The purpose of this data analysis is to investigate the exponential distribution and compare it to the Central Limit Theorem. For this analysis, the lambda will be set to 0.2 for all of the simulations. This investigation will compare the distribution of averages of 40 exponentials over 1000 simulations.
Set the simulation variables lambda, exponentials, and seed.
ECHO=TRUE
set.seed(1337)
lambda = 0.2
exponentials = 40
Run Simulations with variables
simMeans = NULL
for (i in 1 : 1000) simMeans = c(simMeans, mean(rexp(exponentials, lambda)))
Calculating the mean from the simulations with give the sample mean.
mean(simMeans)
## [1] 5.055995
The theoretical mean of an exponential distribution is lambda^-1.
lambda^-1
## [1] 5
There is only a slight difference between the simulations sample mean and the exponential distribution theoretical mean.
abs(mean(simMeans)-lambda^-1)
## [1] 0.05599526
Calculating the variance from the simulation means with give the sample variance.
var(simMeans)
## [1] 0.6543703
The theoretical variance of an exponential distribution is (lambda * sqrt(n))^-2.
(lambda * sqrt(exponentials))^-2
## [1] 0.625
There is only a slight difference between the simulations sample variance and the exponential distribution theoretical variance.

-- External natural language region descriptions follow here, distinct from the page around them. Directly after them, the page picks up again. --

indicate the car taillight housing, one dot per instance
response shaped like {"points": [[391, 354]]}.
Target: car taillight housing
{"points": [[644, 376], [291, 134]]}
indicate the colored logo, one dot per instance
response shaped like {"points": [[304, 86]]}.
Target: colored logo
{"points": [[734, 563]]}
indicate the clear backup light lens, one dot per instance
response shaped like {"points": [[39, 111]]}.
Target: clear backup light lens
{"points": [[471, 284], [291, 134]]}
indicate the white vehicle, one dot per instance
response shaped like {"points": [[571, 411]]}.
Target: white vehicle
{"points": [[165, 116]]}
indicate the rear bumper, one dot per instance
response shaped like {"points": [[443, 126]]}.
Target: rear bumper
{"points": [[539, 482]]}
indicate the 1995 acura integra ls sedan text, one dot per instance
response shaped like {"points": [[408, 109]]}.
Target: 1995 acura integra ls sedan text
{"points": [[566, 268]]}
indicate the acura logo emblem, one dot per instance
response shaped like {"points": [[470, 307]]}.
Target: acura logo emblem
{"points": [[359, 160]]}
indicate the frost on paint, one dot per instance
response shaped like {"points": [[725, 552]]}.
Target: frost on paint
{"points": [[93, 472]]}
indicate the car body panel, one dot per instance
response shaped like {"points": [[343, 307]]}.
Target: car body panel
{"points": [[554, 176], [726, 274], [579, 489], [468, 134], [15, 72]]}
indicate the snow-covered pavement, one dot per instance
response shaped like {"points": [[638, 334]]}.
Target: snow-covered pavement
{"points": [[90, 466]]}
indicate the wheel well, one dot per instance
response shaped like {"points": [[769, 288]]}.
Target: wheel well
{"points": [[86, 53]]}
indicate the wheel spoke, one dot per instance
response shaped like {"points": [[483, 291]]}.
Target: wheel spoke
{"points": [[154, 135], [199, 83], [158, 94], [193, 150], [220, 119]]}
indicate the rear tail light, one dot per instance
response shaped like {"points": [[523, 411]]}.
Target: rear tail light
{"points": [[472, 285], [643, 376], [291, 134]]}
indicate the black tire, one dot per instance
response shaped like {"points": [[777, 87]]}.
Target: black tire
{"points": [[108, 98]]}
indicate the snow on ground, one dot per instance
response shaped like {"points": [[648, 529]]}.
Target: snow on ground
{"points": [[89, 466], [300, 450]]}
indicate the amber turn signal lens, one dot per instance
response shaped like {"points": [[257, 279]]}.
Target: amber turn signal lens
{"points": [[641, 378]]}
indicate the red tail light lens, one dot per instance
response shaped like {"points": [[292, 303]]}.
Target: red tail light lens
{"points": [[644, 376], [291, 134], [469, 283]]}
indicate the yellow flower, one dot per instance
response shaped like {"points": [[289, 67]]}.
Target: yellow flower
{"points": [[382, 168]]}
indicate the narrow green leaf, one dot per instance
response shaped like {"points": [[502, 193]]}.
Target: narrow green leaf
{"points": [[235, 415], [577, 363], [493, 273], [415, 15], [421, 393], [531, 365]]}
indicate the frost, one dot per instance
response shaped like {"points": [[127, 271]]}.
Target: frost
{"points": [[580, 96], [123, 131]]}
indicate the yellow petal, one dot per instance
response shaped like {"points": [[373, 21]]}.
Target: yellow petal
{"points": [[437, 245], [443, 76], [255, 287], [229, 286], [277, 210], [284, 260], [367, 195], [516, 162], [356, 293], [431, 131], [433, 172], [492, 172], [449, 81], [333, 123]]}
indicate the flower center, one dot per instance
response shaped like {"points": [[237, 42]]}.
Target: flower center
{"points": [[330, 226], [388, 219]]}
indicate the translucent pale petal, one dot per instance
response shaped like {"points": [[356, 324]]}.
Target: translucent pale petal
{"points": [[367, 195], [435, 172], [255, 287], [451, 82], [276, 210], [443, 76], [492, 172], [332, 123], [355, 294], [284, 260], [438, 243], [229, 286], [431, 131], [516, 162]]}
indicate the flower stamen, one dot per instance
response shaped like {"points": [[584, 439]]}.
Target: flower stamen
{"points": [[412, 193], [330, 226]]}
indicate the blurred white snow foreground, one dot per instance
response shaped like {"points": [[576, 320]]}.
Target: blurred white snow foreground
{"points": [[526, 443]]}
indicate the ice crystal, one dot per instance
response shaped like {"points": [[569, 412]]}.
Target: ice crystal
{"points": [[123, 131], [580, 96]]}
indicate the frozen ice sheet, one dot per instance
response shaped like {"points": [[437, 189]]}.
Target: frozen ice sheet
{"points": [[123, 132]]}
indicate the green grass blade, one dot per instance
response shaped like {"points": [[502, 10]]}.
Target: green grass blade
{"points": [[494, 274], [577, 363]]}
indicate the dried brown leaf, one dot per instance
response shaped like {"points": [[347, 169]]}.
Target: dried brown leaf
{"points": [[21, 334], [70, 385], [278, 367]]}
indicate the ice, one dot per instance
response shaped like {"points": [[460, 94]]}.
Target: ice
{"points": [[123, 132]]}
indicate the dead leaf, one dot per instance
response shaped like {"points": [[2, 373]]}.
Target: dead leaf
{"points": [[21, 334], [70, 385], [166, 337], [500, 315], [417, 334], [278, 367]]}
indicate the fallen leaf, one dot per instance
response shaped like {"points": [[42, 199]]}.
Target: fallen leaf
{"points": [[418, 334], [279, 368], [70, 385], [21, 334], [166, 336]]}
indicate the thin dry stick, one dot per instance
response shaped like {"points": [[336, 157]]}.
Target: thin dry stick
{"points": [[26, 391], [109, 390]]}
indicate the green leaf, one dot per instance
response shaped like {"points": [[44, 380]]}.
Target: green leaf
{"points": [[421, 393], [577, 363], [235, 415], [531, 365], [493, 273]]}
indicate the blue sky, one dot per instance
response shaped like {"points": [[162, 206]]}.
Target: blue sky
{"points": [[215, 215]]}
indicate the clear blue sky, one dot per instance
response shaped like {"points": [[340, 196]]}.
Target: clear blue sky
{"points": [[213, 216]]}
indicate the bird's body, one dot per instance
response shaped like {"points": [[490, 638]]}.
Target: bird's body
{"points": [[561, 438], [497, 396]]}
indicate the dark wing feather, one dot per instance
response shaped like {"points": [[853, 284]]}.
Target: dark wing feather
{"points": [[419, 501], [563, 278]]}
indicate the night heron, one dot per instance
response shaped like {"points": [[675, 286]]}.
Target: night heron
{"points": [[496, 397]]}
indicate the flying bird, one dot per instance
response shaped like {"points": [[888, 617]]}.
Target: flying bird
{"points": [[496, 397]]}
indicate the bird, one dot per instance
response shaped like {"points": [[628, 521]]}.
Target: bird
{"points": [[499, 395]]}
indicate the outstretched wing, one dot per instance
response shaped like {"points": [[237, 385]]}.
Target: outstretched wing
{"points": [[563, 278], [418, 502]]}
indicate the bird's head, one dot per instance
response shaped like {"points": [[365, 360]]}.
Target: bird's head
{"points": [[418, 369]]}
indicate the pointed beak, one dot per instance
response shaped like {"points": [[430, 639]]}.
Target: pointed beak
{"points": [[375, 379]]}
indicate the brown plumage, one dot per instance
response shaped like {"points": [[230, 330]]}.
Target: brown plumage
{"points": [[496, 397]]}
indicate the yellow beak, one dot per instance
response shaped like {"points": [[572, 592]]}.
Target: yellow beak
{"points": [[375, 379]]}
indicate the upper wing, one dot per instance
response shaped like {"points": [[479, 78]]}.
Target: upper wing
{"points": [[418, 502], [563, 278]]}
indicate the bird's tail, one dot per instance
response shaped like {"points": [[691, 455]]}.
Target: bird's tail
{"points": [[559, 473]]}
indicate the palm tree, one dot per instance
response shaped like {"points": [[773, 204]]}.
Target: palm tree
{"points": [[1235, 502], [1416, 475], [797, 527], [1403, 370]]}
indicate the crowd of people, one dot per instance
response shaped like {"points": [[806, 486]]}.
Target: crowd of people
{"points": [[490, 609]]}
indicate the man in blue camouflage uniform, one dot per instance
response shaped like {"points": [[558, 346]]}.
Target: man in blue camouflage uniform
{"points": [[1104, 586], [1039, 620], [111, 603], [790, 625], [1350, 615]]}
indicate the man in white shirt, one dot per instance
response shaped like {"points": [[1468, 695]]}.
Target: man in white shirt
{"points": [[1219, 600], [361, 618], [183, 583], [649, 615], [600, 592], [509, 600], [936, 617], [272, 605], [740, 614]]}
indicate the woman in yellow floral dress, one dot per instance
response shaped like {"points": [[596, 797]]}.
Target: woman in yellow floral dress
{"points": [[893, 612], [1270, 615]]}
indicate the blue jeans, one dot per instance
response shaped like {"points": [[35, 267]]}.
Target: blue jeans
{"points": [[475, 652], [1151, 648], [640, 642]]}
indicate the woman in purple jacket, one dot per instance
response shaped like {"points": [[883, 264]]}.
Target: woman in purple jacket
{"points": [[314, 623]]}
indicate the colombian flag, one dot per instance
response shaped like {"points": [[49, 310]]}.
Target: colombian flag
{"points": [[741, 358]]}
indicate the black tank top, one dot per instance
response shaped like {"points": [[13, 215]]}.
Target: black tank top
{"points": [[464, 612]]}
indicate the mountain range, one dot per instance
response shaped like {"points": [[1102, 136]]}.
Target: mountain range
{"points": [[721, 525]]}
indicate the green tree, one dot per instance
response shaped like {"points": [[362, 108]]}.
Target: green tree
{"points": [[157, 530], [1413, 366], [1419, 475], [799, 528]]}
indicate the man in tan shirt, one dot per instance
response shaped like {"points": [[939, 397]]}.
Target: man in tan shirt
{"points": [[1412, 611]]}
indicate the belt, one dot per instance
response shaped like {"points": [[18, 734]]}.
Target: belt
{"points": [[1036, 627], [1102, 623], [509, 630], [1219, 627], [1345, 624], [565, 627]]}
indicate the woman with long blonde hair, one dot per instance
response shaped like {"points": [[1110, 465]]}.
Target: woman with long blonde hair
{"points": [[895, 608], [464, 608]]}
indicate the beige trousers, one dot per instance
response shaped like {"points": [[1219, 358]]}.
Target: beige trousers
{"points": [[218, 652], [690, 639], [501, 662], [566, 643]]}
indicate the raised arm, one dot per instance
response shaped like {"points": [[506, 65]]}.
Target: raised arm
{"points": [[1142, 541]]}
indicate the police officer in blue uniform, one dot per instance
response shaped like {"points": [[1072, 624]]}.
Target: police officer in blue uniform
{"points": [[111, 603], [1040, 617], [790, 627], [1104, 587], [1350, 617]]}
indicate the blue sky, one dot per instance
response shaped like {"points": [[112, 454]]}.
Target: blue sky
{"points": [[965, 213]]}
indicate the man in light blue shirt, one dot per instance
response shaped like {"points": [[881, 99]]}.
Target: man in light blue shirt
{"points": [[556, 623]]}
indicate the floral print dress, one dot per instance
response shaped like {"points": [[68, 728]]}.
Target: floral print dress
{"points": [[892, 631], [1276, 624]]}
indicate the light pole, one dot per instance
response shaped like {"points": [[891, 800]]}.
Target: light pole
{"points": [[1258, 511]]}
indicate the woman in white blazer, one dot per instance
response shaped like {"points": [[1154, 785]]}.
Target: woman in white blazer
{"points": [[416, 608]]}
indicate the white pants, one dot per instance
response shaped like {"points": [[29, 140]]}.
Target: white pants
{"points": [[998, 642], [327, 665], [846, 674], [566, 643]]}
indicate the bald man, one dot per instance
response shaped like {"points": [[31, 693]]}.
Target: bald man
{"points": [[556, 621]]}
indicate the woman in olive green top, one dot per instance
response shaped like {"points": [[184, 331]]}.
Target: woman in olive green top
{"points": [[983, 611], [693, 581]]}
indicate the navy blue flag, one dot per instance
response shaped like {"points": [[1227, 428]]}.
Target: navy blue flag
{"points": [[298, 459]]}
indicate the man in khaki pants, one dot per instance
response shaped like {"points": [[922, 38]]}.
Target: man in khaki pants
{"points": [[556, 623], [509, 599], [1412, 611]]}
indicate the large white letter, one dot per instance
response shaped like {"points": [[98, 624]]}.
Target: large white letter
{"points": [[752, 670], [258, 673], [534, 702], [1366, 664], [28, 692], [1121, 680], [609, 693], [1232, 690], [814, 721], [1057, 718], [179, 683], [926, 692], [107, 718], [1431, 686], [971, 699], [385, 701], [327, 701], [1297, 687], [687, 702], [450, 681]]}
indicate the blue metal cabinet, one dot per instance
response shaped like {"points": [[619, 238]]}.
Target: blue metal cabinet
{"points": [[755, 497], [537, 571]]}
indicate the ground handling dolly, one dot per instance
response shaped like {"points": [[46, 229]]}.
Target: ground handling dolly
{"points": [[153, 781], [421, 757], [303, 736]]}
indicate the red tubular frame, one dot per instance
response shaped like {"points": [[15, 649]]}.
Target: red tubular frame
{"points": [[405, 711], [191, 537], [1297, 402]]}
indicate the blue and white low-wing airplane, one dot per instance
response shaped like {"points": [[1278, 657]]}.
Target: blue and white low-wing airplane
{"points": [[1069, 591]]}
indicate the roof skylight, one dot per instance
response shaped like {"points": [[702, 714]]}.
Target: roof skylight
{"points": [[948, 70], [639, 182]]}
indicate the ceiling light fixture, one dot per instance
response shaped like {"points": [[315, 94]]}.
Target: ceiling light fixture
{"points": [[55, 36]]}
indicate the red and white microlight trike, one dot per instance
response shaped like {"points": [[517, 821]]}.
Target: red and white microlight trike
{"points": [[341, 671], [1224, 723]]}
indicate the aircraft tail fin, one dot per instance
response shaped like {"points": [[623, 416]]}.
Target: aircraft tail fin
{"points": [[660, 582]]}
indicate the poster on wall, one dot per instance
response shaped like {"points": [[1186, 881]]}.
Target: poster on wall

abs(var(simMeans)-(lambda * sqrt(exponentials))^-2)
## [1] 0.0293703
This is a density histogram of the 1000 simulations. There is an overlay with a normal distribution that has a mean of lambda^-1 and standard deviation of (lambda*sqrt(n))^-1, the theoretical normal distribution for the simulations.
library(ggplot2)
ggplot(data.frame(y=simMeans), aes(x=y)) +
geom_histogram(aes(y=..density..), binwidth=0.2, fill="#0072B2",
color="black") +
stat_function(fun=dnorm, arg=list(mean=lambda^-1,
sd=(lambda*sqrt(exponentials))^-1),
size=2) +
labs(title="Plot of the Simulations", x="Simulation Mean")
## Warning: Ignoring unknown parameters: arg